On October 13, her campaign manager announced Lewis was shutting down her campaign.

And thousands of Chicagoans—like Pat—went into a collective funk over Karen’s health and the realization that Rahm’s reelection was something of a foregone conclusion.

That’s why I say: don’t waste the signatures.

I bet you there are thousands of voters who would gladly vote for Karen Lewis, even if it were a symbolic vote.

There might even be enough to force Mayor Emanuel into a runoff, probably against Alderman Robert Fioretti.

Hey, man, every freaking vote helps!

On another front, it would relieve the mayor of the pressure of having to come up with nice things to say about Lewis, a woman he could barely bring himself to talk to for the last three years.

In fact, the mayor’s last press statement on Karen’s health copied and pasted a sentence from his first press release about Karen’s health.

Yo, Mr. Mayor, you got like a zillion dollars in your campaign fund. Hire yourself a writer to come up with a new sentence wishing Karen well.

Anyway, Karen, listen up.

According to my sources—and I’ve got some very good sources—you’re doing better than anyone realizes.

From what I hear, you have about five weeks of therapy, starting next week.

Just so you know, I happen to come from a long line of excellent chicken-soup makers.

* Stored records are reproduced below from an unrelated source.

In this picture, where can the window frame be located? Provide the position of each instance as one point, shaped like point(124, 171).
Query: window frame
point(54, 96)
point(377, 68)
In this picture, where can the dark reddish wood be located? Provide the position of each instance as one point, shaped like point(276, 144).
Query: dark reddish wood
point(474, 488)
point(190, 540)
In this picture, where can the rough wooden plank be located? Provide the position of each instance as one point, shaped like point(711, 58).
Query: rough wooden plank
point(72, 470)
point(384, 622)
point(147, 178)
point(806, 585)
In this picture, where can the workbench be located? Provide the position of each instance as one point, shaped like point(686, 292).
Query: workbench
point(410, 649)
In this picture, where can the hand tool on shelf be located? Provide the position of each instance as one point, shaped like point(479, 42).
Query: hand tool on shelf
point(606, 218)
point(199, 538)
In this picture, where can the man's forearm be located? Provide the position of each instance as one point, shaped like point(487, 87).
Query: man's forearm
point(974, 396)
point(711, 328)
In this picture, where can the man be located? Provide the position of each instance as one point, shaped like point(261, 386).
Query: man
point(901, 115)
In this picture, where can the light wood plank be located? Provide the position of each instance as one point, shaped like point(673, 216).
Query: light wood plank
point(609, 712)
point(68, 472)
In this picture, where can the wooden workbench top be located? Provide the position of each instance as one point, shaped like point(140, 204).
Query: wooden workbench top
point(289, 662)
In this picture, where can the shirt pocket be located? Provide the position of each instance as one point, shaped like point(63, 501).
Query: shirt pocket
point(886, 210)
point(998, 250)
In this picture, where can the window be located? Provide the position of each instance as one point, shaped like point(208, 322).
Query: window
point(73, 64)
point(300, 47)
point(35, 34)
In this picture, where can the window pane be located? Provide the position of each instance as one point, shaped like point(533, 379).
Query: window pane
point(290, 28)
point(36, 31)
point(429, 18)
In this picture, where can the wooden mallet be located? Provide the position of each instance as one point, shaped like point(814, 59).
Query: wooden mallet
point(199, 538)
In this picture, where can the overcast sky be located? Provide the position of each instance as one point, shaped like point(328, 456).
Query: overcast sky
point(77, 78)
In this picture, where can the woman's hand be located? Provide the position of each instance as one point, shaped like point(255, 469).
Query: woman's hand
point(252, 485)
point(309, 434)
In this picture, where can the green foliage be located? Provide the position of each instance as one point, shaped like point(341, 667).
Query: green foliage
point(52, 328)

Say the word and I’ll bring you a batch or two of the good stuff in the hopes that it helps you get you through this ordeal fired up and ready to pick up that campaign where you left off.

Because my sources tell me you want to run as much as I want to see you run!

But even if you can’t run, you need to know that thousands of people were inspired by your campaign. File those petitions, and one way or another, that campaign stays alive.